Aparejado a esto, las dificultades de diversa índole que enfrentan los periodistas en su quehacer diario también han hecho crecer al colectivo en lo profesional y lo humano.

Inclusiva y versátil

El doctor Leal Spengler ha resumido el perfil de Habana Radio: “Por todos y para todos, con una programación seria, bien meditada, que elude la vulgaridad y lo fácil, y entra de lleno, sin un discurso elitista”.

Aseveró que se trata de un medio eficaz no solo para la divulgación del patrimonio cultural, sino también como un elemento esencial en la formación integral de todas las generaciones.

Entre los diversos proyectos con los cuales se ha acercado a las comunidades se destaca Cultura entre las manos, dedicado a las personas sordas. De acuerdo con Yalena Gispert de la Osa, coordinadora de la iniciativa, se trata de una alternativa de comunicación sustentada en encuentros mensuales cara a cara, durante los cuales se tratan temas de interés, en relación con el patrimonio, la cultura y la historia. Además, en julio y agosto se suma a Rutas y Andares, para recorrer La Habana con el servicio de interpretación en lenguaje de señas.

Asimismo, con fines culturales se imparten cursos sobre dicho lenguaje, en talleres, escuelas, museos y otros espacios. También lo están estudiando varios guías y especialistas de la Agencia de Viajes San Cristóbal, con el objetivo de ofrecer paquetes turísticos más inclusivos, de modo que las personas sordas nos visiten y disfruten de cuanto atesora la ciudad.

Sobre sus perspectivas en Habana Radio, luego de más de una década, señaló: “Mi anhelo es seguir aquí, creando, produciendo y aprendiendo, siendo parte de esta gran familia.

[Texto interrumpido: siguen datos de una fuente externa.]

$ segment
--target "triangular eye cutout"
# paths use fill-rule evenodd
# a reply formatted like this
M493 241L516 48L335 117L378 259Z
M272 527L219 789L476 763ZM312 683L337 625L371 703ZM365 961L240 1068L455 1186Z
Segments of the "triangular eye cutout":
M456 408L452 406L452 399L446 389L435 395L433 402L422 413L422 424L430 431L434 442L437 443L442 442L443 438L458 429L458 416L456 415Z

Otros proyectos han acercado la emisora a los adolescentes. Además, el caudal comunicativo se expandió, por la creación del sello discográfico La Ceiba y de una productora de audiovisuales que realiza reportajes, materiales promocionales de carácter cultural e histórico, videoclips y documentales.

Entre rostros jóvenes

La periodista Rachel Cowan Canino forma parte de esa generación joven comprometida con su país, con su circunstancia, la cual “garantizará que Habana Radio exista siempre”, como definiera Magda Resik.

Con apenas dos meses en el colectivo, Cowan desea formar parte de La Voz del Patrimonio Cubano los próximos 20 años. “Me siento muy satisfecha con quienes me rodean y con el trabajo que hacemos juntos. Cuando se cumplan cuatro décadas de la fundación de la emisora, quiero poder decir que este lugar, este proyecto, ha sido para mí una escuela, una casa y una familia. Los jóvenes periodistas, con menor tiempo en el equipo, asumimos hoy el reto de continuar dotando de vida y nuevos bríos al proyecto. Todos aportan lo mejor de su formación y de su amor por la historia y la música”.

HABANA RADIO muestra signos inequívocos de su juventud: la frescura, el ímpetu por hacer, aportar, y la mente abierta a continuar creciendo, explorando. Otros rasgos también emergen, digamos responsabilidad, seriedad, constancia, y el prestigio de quien impulsa una obra enfocada en rescatar y proteger nuestra historia y nuestra cultura.